Konjo is the name of the boat builder ethnic group from South Sulawesi. They are the most experienced craftsmen in the Indonesian boat construction. Their traditional knowledge is transmitted from generation to generation, and lead to the construction of beautiful wooden boats. It embodies perfectly the Unesco-recognize culture of Indonesia’s legendary Phinisi vessels. With the Bugis (mostly sailors and captain) and the Bajo (Sea gypsies living spread in the whole south east Asia) they are the main Indonesian Sea tribes.
I am specially attached to the people from South Sulawesi, who are deeply carrying the soul of the seafarer. I did live with them during years. Starting on simple vessels, I share the space with the crew for years without having my own cabin. We sing sailors song together, we navigated, explored and discovered numerous areas together. I built my routes following their advises and their trustful knowledge. Giving that name to our company, is a tribute to their Indonesian sailor soul.
Our logo is inspired by the Batara Baruna figure. Ancient hindu Chimera, he is a hybrid representation of a goat and a fish. God of the waters, he is the ruler of the sea and the rain. Batara Baruna is in charge of the ocean conservation, and the protection of its inhabitants. You can find a similar figure in la Gallego, a manuscript from the 18th century, written down in the Bugis language and telling the creation myth of those sea farers.

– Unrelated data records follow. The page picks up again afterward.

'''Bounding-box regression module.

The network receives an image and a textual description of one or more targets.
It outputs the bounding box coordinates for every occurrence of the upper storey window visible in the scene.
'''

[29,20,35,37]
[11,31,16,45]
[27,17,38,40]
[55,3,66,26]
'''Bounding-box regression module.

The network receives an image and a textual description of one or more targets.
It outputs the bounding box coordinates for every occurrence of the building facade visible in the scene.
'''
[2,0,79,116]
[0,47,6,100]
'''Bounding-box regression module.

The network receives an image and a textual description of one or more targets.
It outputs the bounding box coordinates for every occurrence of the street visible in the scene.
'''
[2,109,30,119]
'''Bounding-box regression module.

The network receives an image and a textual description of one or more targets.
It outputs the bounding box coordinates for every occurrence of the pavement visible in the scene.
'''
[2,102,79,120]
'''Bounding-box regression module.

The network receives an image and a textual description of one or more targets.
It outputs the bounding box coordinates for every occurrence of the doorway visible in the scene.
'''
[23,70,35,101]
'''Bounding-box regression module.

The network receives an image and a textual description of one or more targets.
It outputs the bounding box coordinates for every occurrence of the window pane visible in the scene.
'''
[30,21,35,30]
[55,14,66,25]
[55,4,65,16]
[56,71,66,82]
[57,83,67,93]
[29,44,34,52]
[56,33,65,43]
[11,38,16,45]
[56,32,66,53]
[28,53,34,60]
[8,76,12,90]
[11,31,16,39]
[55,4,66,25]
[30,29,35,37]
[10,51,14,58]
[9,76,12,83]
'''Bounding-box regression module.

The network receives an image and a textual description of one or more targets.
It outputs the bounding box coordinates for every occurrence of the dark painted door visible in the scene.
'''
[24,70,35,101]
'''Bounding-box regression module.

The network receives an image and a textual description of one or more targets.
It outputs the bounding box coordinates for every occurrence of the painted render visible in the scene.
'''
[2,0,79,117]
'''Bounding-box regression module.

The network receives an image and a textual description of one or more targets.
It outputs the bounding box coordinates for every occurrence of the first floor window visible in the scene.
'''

His figurine is now used as a Wayang, mostly in Java. Traditional form of puppets theatre, it tells stories of the ancient gods, through a lights and shadows’ spectacle. It has been recognized by the Unesco as “a masterpiece of the oral and intangible Heritage of the humanity” in 2003. The origins of Wayang is linked to the medieval influence of India into the archipelago. The first Kingdoms of Indonesia embraced Hinduism, the Borodur Temple being their major legacy. The island of Bali is the actual version of this ancient influence, which evolve through the local prism.
Since then, Indonesia became the largest muslim country in the world. In south Sulawesi, Islam has a meaningful importance to the society, and is deeply suffused into the Konjo and Bugis sea tribes original traditions. Our logo aims to be an allegory of the modern Indonesian culture. True syncretism of all those Indian, Arabic, Chinese and European influences, through a multitude of local cultural distinctive features. It is perfectly resumed by the Indonesian national motto: “Unity in diversity”.